気付かれてないとは思ってなかったけど、そのせいで父さん達に悲しい思いをさせてたなんて‥‥。私はなんて独りよがりだったんだろう。

「ごめんな。それ以外にも沢山、嫌な思いさせてるんだろ?」

苦しそうな顔で謝った駿介は、ゆっくりとこちらに体を向けて優しく頭を撫でてくれる。その優しさはゆっくりと私に染み込んで、思わずポロリと涙が溢れた。

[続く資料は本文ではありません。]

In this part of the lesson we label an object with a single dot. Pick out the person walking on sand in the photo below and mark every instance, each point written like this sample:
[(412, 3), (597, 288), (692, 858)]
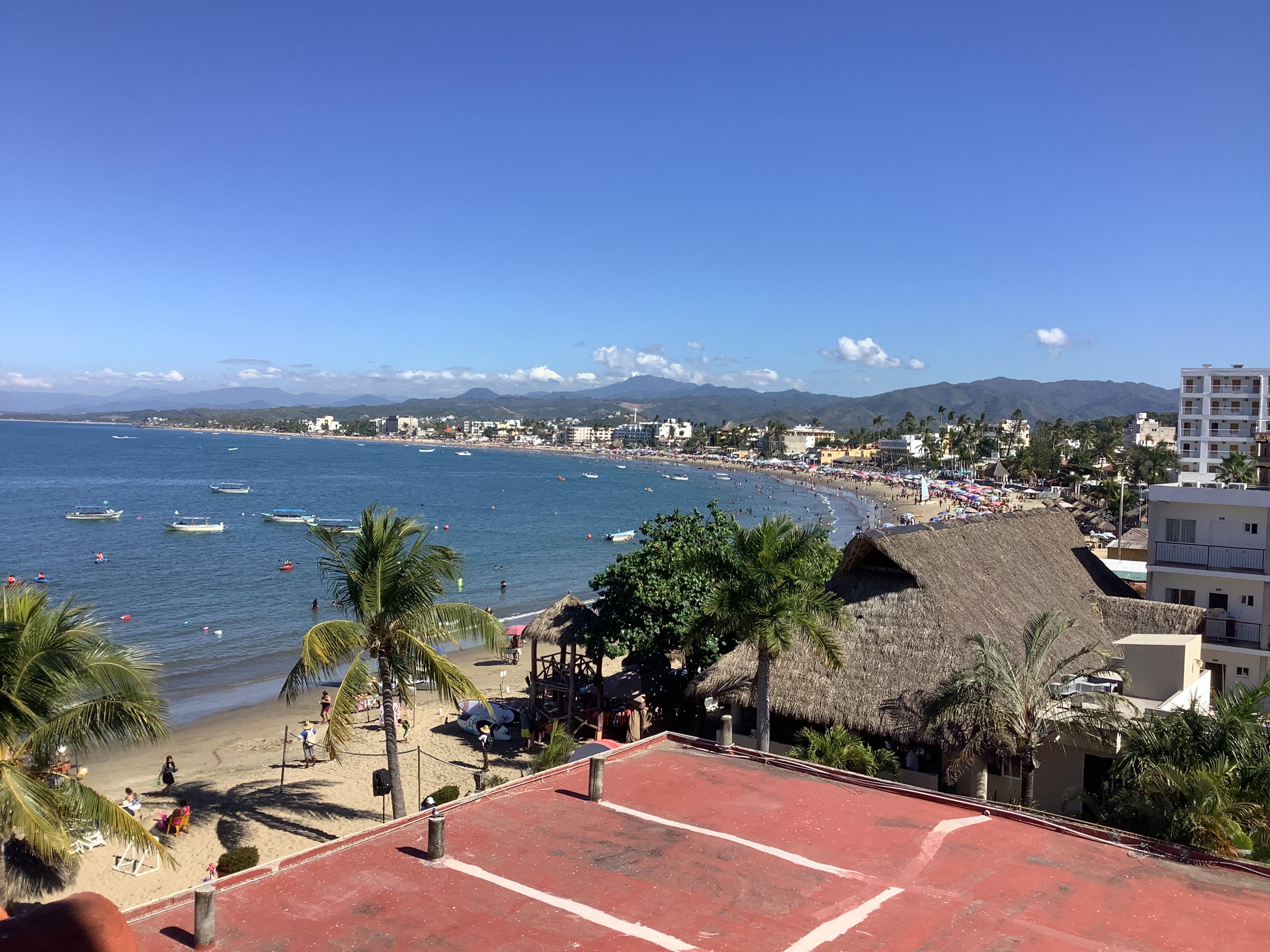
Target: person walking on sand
[(168, 775)]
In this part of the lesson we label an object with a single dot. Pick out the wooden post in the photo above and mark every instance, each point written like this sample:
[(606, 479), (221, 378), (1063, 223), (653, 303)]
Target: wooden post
[(205, 915), (436, 837)]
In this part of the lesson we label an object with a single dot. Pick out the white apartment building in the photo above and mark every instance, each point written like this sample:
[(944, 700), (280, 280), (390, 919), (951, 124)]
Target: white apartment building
[(1146, 432), (1207, 548), (1221, 409)]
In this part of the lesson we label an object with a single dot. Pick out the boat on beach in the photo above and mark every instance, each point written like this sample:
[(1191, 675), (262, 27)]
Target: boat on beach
[(290, 517), (239, 488), (93, 513), (338, 525), (193, 523)]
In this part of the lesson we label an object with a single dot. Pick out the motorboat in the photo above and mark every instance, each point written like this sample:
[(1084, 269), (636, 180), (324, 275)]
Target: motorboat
[(239, 488), (193, 523), (291, 517), (338, 525), (93, 513)]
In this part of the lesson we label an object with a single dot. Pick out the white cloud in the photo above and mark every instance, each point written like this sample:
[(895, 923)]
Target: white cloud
[(537, 375), (19, 380), (1054, 340)]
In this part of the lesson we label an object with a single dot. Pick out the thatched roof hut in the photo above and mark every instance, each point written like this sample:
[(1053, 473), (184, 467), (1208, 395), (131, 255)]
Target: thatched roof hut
[(916, 592), (566, 622)]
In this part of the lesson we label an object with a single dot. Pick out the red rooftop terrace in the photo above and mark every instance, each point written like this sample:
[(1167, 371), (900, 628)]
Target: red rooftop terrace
[(700, 847)]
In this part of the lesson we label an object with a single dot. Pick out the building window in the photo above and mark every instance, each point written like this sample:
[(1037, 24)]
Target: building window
[(1180, 597), (1180, 531)]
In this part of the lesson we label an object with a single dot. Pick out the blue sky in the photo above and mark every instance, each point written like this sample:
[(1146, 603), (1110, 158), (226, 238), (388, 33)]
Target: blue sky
[(416, 198)]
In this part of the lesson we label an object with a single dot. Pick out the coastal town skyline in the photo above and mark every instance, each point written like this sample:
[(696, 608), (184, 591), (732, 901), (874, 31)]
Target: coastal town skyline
[(838, 200)]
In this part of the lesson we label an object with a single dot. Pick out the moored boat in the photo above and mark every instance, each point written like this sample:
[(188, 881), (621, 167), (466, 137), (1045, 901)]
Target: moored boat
[(293, 517), (193, 523), (95, 513)]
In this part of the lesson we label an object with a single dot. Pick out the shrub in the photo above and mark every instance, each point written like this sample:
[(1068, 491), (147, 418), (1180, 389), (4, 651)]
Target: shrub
[(445, 795), (238, 860)]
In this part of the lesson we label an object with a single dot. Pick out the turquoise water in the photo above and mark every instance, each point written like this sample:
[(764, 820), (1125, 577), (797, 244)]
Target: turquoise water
[(509, 516)]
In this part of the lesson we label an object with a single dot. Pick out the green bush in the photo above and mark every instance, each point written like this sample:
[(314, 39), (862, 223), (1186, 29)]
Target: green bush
[(445, 795), (238, 860)]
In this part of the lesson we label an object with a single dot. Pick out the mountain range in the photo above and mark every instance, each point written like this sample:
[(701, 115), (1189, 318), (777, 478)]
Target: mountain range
[(997, 398)]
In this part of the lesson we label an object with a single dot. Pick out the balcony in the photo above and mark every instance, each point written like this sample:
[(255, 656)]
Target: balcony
[(1226, 559), (1227, 631)]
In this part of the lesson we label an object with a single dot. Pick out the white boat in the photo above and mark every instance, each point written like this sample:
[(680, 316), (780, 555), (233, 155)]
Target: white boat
[(290, 517), (93, 513), (193, 523), (338, 525)]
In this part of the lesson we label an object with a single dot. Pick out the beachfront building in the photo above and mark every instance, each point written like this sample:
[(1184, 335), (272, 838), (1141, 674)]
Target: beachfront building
[(1146, 432), (1220, 409), (1207, 548), (915, 593)]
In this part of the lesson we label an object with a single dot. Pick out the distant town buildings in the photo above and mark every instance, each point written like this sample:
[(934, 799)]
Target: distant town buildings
[(1221, 410), (1146, 432)]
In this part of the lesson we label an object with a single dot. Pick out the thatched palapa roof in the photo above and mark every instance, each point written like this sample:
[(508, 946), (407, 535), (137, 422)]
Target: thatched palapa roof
[(916, 592), (567, 622)]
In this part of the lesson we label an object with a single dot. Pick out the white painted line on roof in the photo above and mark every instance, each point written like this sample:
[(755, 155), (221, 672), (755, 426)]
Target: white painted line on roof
[(933, 843), (569, 905), (761, 847), (832, 929)]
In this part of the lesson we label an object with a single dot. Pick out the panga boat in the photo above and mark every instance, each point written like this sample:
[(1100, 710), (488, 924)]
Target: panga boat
[(230, 488), (294, 517), (93, 512), (338, 525), (193, 523)]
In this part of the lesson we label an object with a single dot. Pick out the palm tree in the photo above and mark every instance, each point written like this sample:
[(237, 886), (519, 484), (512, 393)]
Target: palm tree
[(838, 748), (64, 683), (1237, 467), (390, 578), (1011, 704), (770, 593)]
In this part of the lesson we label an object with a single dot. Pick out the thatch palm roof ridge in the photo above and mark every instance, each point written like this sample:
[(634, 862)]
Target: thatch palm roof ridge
[(566, 622), (915, 595)]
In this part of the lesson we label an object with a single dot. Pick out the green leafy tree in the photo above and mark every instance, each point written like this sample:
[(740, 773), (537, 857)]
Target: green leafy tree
[(391, 581), (1237, 467), (1010, 704), (770, 595), (651, 597), (838, 748), (64, 682)]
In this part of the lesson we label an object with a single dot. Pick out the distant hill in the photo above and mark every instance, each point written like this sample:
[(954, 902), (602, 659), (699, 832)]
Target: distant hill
[(997, 398)]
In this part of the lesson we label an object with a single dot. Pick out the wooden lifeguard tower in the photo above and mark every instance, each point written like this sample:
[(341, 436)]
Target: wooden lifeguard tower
[(566, 684)]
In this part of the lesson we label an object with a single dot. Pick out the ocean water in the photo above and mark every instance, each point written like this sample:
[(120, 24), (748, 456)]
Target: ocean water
[(509, 517)]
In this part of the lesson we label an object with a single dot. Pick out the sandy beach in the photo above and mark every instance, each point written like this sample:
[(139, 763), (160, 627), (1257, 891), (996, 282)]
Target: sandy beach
[(230, 771)]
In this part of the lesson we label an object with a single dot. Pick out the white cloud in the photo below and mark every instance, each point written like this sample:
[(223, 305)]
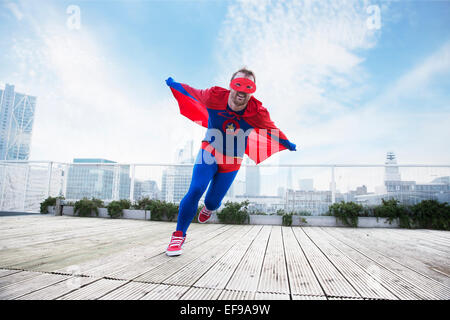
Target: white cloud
[(83, 108), (15, 10), (307, 56)]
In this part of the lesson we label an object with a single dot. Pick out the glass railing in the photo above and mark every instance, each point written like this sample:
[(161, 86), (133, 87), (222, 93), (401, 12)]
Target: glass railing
[(301, 188)]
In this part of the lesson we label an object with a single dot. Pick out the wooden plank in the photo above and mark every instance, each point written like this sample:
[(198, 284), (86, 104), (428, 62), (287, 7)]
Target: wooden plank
[(7, 272), (144, 265), (172, 265), (332, 281), (364, 281), (301, 276), (220, 273), (201, 294), (165, 292), (236, 295), (304, 297), (419, 258), (130, 291), (191, 272), (403, 282), (271, 296), (247, 273), (274, 276), (59, 289), (16, 278)]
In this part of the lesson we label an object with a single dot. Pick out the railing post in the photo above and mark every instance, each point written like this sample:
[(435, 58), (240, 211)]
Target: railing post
[(26, 187), (133, 168), (50, 165), (333, 186)]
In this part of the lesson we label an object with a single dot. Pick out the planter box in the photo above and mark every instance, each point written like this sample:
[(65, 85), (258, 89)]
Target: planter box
[(136, 214), (369, 222), (68, 211), (266, 219), (311, 221), (102, 213), (51, 210)]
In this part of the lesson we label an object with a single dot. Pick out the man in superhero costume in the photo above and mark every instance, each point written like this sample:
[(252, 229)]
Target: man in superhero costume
[(237, 124)]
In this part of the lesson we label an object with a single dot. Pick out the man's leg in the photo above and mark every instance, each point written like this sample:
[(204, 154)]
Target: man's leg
[(219, 186)]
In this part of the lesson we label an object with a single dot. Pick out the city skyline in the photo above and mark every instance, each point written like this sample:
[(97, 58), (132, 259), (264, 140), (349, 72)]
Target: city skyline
[(368, 77), (17, 112)]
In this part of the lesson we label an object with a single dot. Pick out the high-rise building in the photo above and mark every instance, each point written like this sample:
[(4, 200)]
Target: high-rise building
[(16, 124), (252, 180), (107, 182), (145, 189), (306, 184), (391, 173), (177, 179)]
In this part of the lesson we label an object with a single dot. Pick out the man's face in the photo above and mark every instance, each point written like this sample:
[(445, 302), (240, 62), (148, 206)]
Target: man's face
[(240, 98)]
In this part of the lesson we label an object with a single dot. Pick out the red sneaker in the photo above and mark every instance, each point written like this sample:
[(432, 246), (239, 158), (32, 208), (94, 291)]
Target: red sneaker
[(176, 243), (204, 215)]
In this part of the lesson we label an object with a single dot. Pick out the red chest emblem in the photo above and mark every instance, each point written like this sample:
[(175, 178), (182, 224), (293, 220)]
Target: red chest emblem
[(230, 126)]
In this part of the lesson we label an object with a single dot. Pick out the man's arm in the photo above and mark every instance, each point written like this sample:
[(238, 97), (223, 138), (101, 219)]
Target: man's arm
[(201, 95), (192, 102), (263, 121)]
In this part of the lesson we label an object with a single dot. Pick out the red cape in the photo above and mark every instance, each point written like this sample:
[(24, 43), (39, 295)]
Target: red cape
[(266, 139)]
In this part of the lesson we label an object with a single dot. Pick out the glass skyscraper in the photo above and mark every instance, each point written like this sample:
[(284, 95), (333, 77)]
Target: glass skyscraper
[(16, 124), (107, 182)]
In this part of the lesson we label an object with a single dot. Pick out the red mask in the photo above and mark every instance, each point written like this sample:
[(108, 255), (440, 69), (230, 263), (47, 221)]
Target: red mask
[(243, 85)]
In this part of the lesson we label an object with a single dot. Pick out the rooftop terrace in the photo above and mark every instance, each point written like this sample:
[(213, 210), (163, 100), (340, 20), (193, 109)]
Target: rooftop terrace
[(60, 257)]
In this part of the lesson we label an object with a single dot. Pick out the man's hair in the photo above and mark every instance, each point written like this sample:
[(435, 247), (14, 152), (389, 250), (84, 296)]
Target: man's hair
[(246, 72)]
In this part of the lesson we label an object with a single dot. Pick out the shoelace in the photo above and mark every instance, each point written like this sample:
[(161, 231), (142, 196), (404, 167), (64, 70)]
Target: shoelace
[(176, 241), (207, 213)]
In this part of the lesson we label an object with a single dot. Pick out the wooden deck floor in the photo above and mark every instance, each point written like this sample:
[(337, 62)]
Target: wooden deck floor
[(48, 257)]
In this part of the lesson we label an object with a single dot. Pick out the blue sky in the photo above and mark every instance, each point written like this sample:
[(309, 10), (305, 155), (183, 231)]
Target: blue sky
[(344, 93)]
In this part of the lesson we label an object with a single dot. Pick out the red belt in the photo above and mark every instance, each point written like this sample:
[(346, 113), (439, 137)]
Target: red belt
[(225, 163)]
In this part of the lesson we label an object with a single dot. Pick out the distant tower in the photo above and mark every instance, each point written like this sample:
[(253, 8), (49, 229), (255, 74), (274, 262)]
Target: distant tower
[(252, 180), (16, 124), (391, 173)]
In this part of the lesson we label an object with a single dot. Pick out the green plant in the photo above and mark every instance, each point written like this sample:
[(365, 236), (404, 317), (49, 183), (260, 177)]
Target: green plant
[(346, 212), (431, 214), (200, 207), (303, 213), (143, 203), (85, 207), (234, 212), (160, 209), (287, 219), (391, 209)]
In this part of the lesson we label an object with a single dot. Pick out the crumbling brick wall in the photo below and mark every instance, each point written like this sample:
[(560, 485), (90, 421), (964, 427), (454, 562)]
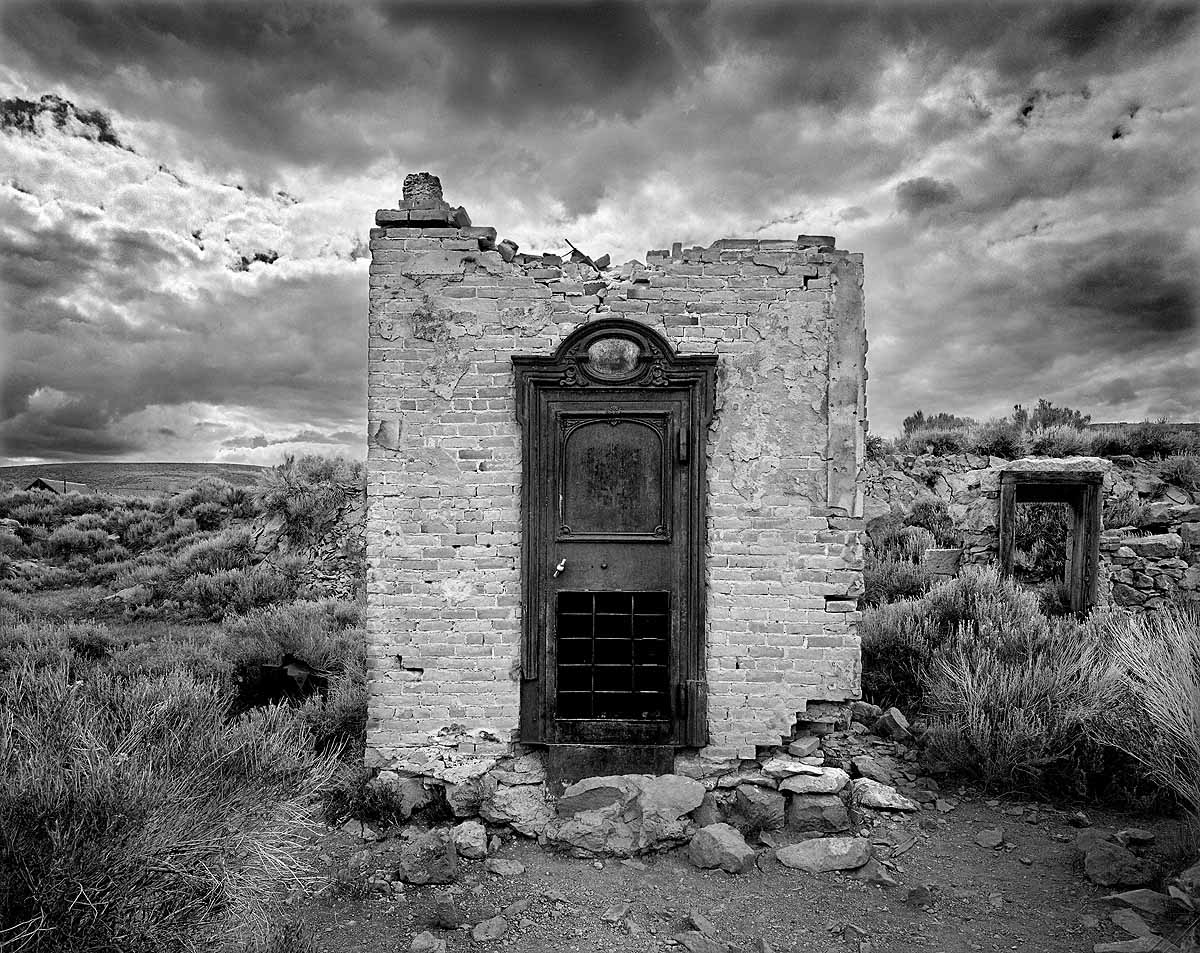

「ううん。そんな事、全然ない。叔父様や叔母様達だって私に嫌がらせしてる訳じゃないし。駿介に素敵なお嫁さん見つけたいだけなんだと思うよ」

思わず溢れた涙が恥ずかしくて、俯いたまま小さく首を振りながら話し続ける。

「それにね、お祖母様も大介父さんも耀子母さんも、駿介も涼介君も、みんなが私を大切に思ってくれてるのも分かってるから」

そう、だからこそ、私は駿介と距離を置こうとしてるんだから。
私を大切に思ってくれる人達に幸せになってもらいたいから。